Uitspraak
1.Geding in cassatie
2.Beoordeling van het middel
3.Slotsom
4.Beslissing
16 oktober 2018.
Hoge Raad
In deze zaak heeft de Hoge Raad op 16 oktober 2018 uitspraak gedaan in een cassatieprocedure tegen een arrest van het Gerechtshof Amsterdam. De verdachte was in eerste aanleg veroordeeld voor opzettelijk niet voldoen aan een ambtelijk bevel. Tijdens de behandeling in hoger beroep heeft de raadsman van de verdachte, mr. M. Ketting, een verzoek tot aanhouding ingediend, omdat de verdachte niet aanwezig kon zijn vanwege de geboorte van zijn tweede kindje, dat in het ziekenhuis verbleef. Dit verzoek was voorafgaand aan de zitting per e-mail ingediend, maar het hof heeft hier niet uitdrukkelijk en gemotiveerd op beslist.
De Hoge Raad oordeelt dat het hof in strijd met de wet heeft gehandeld door geen expliciete beslissing te geven op het aanhoudingsverzoek. De Hoge Raad herhaalt relevante overwegingen uit een eerdere uitspraak, waarin is vastgesteld dat een aanhoudingsverzoek kan worden gedaan door de verdachte of diens gemachtigde raadsman. De Hoge Raad concludeert dat het proces-verbaal van de zitting in hoger beroep niet voldoet aan de vereisten van een gemotiveerde beslissing op het verzoek van de raadsvrouw.
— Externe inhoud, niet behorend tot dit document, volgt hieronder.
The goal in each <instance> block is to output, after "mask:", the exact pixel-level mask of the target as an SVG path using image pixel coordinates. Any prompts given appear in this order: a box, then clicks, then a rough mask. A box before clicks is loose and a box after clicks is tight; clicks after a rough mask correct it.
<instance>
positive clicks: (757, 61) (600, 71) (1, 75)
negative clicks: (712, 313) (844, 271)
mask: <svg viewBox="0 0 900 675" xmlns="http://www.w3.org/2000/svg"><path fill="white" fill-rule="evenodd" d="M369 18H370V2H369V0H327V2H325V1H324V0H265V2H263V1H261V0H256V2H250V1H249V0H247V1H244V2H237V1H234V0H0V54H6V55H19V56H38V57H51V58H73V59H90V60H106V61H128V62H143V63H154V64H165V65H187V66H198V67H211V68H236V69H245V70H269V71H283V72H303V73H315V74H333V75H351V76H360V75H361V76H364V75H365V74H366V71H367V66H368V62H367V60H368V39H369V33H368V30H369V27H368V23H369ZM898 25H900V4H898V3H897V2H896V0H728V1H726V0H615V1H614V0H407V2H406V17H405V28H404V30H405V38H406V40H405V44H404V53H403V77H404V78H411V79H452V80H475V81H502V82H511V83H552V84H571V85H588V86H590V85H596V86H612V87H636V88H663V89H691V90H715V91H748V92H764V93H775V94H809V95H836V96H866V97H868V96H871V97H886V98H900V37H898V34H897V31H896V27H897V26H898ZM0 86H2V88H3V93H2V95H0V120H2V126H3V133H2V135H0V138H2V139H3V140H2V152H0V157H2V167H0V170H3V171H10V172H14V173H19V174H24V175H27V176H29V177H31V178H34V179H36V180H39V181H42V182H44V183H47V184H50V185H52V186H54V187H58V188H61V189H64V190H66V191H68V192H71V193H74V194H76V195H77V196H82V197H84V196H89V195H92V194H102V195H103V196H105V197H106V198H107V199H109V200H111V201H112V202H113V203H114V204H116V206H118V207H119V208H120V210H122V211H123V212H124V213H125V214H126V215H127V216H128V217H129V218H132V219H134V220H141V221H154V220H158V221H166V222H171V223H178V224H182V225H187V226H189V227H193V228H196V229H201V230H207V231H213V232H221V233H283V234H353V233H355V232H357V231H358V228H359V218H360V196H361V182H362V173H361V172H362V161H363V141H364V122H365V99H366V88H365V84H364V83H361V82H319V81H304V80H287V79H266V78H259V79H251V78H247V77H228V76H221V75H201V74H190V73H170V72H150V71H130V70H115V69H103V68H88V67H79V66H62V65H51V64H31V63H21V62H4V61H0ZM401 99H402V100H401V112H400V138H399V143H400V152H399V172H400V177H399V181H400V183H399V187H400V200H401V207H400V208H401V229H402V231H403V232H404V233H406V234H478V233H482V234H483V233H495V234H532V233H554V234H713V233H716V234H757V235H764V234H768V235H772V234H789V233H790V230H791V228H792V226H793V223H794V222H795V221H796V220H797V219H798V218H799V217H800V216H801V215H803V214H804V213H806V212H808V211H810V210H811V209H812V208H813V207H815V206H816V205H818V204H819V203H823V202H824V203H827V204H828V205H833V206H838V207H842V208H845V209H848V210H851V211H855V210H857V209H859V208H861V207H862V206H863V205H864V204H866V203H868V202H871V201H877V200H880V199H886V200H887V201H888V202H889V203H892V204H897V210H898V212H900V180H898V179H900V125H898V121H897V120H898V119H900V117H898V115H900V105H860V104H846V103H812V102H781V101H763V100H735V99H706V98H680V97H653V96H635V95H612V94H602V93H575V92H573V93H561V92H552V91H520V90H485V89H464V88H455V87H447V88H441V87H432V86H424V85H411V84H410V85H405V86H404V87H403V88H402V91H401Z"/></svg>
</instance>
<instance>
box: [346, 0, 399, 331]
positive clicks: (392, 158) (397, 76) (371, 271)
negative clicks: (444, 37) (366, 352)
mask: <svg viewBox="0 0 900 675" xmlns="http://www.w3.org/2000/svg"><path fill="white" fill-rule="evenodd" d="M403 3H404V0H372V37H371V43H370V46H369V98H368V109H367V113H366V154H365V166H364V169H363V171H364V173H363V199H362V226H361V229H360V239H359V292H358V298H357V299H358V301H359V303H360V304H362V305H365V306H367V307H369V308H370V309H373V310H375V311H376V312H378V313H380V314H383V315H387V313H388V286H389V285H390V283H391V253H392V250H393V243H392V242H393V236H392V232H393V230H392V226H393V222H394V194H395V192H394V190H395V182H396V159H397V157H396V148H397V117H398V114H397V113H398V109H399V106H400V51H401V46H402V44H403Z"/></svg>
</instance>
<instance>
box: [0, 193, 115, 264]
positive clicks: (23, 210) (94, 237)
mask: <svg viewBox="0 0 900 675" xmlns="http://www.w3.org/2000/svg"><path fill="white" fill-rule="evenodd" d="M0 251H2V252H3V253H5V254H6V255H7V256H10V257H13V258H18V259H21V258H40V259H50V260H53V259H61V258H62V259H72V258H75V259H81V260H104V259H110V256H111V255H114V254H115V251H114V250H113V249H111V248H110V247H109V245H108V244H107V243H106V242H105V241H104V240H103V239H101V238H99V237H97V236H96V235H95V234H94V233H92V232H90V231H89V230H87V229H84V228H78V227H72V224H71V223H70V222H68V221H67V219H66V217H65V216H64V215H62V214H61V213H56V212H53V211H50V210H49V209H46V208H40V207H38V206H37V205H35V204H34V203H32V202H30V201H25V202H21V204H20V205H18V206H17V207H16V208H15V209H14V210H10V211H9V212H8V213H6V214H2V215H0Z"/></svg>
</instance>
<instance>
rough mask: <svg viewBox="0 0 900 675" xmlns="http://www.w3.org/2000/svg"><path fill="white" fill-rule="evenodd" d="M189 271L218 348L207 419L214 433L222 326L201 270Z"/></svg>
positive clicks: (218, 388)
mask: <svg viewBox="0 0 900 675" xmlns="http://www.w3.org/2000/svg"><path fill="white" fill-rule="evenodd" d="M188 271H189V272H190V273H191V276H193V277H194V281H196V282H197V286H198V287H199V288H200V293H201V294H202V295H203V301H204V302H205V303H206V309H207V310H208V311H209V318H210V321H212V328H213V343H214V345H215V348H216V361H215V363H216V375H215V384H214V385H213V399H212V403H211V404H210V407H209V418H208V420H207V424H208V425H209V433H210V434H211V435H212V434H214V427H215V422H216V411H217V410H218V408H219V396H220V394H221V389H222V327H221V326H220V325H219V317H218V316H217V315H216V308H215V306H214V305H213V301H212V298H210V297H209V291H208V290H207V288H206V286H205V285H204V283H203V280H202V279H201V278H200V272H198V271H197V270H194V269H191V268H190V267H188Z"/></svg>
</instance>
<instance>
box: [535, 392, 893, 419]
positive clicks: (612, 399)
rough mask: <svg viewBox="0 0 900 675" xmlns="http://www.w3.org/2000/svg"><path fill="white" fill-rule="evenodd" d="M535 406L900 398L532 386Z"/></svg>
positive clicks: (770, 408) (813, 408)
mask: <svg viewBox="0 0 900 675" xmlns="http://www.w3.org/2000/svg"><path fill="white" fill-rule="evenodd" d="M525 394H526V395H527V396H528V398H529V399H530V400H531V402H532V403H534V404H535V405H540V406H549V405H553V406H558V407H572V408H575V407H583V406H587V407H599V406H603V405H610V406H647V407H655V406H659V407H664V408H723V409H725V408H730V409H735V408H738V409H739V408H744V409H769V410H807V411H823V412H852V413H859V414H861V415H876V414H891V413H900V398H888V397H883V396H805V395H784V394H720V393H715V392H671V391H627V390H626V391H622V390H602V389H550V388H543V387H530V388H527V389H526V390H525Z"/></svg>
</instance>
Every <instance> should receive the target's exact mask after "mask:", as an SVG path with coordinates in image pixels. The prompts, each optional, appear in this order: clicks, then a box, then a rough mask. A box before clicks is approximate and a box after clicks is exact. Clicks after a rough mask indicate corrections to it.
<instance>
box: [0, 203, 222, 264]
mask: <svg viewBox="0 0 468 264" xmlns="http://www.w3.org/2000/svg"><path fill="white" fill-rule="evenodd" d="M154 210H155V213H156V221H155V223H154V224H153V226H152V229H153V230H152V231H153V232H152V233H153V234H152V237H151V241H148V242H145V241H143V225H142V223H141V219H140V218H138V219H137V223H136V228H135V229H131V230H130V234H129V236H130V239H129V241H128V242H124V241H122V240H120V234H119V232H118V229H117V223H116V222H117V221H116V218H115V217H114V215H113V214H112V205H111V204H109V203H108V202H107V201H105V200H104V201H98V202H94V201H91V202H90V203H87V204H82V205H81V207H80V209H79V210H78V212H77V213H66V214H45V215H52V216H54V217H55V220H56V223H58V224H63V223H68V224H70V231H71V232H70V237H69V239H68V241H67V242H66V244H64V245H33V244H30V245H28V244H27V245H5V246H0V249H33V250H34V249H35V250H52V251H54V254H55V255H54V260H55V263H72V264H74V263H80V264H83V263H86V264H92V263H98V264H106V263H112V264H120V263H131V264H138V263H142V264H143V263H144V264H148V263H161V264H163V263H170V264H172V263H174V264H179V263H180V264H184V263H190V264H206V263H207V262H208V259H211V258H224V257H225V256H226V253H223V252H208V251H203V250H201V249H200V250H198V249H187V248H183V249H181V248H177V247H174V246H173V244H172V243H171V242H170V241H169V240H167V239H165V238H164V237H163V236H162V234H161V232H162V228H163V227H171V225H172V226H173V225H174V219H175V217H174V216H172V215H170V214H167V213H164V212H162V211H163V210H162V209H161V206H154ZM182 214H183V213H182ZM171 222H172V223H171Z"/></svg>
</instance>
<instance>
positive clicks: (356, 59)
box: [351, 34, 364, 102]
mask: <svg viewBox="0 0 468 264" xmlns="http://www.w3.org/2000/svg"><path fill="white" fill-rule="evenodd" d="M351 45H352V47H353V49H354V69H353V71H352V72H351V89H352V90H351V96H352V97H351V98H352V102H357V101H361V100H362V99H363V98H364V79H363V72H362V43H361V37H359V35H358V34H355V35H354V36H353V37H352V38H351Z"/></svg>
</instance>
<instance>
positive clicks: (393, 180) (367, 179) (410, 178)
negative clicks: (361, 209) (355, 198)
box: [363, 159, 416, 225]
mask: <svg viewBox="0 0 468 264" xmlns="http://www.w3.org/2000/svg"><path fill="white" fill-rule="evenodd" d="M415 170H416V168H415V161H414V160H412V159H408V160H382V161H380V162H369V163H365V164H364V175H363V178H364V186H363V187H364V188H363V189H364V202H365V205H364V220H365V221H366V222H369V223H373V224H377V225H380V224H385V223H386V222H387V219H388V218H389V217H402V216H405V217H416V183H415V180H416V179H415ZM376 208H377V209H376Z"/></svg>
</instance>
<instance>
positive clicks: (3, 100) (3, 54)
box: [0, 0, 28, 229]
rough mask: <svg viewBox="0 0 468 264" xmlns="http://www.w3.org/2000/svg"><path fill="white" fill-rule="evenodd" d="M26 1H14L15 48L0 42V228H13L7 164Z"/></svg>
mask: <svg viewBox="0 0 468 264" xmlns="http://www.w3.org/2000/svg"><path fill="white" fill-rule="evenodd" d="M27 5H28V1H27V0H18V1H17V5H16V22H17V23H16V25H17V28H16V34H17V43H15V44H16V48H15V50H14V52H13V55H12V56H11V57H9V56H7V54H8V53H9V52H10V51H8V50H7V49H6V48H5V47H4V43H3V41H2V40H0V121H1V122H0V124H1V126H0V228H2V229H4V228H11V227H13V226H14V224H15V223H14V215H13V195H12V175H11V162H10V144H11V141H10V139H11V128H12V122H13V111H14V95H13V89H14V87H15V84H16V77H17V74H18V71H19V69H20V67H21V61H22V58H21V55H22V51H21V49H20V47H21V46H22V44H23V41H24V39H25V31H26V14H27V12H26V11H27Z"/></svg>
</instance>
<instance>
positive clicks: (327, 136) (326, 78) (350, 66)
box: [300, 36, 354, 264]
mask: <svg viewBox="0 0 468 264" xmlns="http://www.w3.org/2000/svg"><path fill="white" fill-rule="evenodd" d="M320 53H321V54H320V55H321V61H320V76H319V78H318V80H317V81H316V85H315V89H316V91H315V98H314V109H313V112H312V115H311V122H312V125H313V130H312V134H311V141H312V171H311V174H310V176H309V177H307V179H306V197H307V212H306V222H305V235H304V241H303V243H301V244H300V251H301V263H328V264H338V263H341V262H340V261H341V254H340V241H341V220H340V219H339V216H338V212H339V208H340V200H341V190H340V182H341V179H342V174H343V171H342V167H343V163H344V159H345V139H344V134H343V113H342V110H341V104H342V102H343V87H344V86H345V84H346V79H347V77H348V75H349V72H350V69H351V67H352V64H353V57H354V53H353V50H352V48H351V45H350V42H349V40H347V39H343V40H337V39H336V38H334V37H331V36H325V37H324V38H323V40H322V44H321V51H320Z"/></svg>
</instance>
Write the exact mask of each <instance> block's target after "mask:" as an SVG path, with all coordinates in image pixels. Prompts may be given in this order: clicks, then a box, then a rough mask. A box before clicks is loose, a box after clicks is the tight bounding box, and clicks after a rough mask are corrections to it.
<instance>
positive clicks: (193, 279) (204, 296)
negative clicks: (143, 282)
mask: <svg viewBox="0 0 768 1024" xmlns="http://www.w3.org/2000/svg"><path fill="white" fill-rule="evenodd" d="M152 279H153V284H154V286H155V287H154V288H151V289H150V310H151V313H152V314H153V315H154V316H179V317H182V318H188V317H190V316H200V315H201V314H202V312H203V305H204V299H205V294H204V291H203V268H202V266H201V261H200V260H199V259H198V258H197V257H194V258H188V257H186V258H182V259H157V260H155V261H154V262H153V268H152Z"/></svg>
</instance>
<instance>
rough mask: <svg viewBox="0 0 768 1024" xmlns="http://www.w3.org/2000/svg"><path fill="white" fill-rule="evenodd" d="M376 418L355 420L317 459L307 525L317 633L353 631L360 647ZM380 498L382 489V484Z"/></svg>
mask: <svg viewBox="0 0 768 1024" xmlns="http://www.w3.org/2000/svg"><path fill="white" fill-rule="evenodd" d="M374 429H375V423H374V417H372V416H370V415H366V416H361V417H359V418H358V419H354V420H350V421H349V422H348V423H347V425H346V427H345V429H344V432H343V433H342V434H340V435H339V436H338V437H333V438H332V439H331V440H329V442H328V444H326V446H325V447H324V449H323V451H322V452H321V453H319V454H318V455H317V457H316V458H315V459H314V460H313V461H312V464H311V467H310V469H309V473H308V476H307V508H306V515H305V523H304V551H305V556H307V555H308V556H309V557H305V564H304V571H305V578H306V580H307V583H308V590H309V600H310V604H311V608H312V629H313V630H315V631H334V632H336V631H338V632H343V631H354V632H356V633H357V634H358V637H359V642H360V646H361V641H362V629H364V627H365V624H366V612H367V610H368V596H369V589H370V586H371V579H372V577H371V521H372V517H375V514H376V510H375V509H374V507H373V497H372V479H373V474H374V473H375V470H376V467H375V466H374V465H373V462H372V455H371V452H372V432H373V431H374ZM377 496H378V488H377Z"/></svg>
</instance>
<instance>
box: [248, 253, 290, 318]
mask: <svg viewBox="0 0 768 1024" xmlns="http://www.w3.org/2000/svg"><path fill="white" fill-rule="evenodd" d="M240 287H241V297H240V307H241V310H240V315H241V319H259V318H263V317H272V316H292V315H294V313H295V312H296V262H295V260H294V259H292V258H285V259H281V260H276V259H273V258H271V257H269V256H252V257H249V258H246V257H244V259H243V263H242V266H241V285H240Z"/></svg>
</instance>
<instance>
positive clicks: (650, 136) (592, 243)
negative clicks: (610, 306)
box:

Als gevolg hiervan vernietigt de Hoge Raad de bestreden uitspraak en wijst de zaak terug naar het Gerechtshof Amsterdam, zodat de zaak opnieuw kan worden behandeld. Deze uitspraak benadrukt het belang van het aanwezigheidsrecht van de verdachte en de noodzaak voor de rechter om zorgvuldig om te gaan met verzoeken tot aanhouding.